As stated in the post: these steps make *complete sense* if you're aiming for a ...

jchook · on June 9, 2021

One upside to writing an intermediate version that supports both the old and new representation: your data migrations are not an urgent race against the clock, or mission critical to the release.

You can decouple migrations from the release, and rest easy knowing your app is working without praying that a massive migration happens successfully and promptly.

Also since your UI or admin Interface likely lets you inspect your data in either representation, you can more naturally verify up/down migrations work in staging.

Sebb767 · on June 9, 2021

> This eliminates several steps of the process, which has the added benefit of reducing the number of places where something can go wrong.

It actually also removes some advantages. The author fails to point that out, but the advantage of these small steps is that you can roll back to the previous version at any time without loosing writes. If you find a production bug that does not impact data consistency, you can go back one version without loosing the writes that happened while the new version was up.

> To put this in context: say you guarantee 99.9% uptime - that's still 43.2 min / month of downtime available to you!

On the other hand, there might be a fatal bug at some point and you will need 3 hours of leeway to get up & running again. Shutting down is surely the easier method, but the available downtime is usually not free real estate for updates.

candu · on June 10, 2021

To be clear: data model migrations should still be tested and scripted to the extent possible; there should still be backups in place; there should still be a way to roll back application code and data schema. Just because a team / organization decides not to do zero-downtime updates - which I'm arguing is a completely reasonable choice in a lot of cases - doesn't mean they should abandon other software engineering practices.

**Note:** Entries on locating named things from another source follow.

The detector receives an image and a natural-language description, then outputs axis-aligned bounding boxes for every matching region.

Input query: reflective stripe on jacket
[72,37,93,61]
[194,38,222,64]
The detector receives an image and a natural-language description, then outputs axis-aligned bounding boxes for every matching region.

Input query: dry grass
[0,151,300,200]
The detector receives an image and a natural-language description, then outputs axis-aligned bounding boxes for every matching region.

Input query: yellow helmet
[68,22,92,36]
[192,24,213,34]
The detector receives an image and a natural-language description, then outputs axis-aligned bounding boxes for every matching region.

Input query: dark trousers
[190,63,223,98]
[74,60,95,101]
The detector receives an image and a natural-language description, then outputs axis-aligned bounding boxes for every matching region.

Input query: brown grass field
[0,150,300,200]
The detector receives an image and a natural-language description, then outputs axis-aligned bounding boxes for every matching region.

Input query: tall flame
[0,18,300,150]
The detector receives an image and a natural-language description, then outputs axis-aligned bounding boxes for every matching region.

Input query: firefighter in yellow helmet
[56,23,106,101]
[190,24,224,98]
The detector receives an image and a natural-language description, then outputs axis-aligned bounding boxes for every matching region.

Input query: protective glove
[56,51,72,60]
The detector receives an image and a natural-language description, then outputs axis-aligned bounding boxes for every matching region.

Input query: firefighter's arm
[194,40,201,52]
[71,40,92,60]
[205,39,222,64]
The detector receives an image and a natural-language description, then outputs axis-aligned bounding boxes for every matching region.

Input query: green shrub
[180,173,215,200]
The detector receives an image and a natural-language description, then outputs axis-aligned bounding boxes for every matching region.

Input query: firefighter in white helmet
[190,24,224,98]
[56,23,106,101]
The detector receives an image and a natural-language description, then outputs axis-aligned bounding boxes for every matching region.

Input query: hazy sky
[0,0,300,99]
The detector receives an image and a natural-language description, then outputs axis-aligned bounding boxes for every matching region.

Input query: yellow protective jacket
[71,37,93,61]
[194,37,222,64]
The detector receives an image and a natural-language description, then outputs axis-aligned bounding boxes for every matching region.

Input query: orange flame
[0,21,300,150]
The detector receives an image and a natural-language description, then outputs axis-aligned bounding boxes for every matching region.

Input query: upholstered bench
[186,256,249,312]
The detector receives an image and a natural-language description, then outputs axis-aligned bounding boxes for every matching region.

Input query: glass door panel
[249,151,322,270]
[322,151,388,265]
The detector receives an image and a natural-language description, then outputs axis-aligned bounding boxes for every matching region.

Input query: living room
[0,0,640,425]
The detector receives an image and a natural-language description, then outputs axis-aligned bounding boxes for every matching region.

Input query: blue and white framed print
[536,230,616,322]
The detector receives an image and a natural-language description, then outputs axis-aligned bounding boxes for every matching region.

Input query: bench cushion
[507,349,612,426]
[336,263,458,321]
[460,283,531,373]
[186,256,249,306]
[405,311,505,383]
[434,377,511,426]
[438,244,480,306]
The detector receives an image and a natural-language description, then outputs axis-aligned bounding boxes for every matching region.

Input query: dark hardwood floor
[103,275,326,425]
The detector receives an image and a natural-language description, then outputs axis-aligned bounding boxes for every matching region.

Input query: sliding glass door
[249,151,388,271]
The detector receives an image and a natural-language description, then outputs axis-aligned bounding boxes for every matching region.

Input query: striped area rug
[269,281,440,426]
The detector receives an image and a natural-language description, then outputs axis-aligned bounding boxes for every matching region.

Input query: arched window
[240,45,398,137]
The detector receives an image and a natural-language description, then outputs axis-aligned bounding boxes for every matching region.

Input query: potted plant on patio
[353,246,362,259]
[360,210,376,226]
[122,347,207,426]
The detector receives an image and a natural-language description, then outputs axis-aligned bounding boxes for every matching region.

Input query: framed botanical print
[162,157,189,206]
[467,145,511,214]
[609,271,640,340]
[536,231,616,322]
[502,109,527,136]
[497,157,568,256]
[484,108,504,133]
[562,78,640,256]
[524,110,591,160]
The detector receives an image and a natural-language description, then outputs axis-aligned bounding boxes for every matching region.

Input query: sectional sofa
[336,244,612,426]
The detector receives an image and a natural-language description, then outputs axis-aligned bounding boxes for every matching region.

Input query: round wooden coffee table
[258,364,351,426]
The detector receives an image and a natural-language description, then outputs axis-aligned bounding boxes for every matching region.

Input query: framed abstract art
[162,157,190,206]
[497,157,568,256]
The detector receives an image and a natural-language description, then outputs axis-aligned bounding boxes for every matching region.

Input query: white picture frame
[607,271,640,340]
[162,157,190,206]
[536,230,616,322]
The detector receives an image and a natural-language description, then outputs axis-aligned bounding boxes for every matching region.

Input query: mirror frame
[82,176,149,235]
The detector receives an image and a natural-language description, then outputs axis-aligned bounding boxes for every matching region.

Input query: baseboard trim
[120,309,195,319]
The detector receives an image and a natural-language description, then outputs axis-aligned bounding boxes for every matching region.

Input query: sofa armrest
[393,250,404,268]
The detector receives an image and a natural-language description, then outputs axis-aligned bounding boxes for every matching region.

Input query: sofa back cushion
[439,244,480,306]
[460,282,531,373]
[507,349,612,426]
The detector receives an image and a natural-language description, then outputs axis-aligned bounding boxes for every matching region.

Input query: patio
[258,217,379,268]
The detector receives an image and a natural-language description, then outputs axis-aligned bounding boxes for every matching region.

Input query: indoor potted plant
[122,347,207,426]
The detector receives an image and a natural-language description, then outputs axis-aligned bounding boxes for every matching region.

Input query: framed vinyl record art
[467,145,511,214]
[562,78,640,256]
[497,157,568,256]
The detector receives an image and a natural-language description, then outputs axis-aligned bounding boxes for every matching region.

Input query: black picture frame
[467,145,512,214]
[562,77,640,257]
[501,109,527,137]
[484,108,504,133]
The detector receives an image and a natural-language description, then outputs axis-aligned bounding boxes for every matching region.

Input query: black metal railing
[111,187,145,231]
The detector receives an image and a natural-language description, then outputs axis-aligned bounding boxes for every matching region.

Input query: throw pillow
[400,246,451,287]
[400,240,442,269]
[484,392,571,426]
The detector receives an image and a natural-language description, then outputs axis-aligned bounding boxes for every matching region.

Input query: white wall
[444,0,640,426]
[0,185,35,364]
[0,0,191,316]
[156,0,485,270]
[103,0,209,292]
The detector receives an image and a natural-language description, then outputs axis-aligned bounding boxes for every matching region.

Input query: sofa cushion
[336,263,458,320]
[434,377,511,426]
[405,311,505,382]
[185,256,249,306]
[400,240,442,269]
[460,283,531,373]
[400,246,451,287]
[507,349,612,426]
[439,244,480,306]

Looking through the comments on this post, I see a lot of conflation between "not doing zero-downtime deployments" and "seat-of-your-pants engineering", as though fully orchestrated / containerized blue-green zero-downtime deployments were the One True Way for all teams / organizations / projects, and completely inseparable from other parts of good engineering practice.

Tainnor · on June 9, 2021

There's also some DB updates that, even if strictly speaking non-backwards compatible, run in just a matter of seconds. Additionally, in postgres you can set statement_timeout, which should abort any query that takes too long.

If you have a reasonable deployment strategy, then the chance that someone will talk to your application in the exact moment that the app is in some invalid state, might be quite small.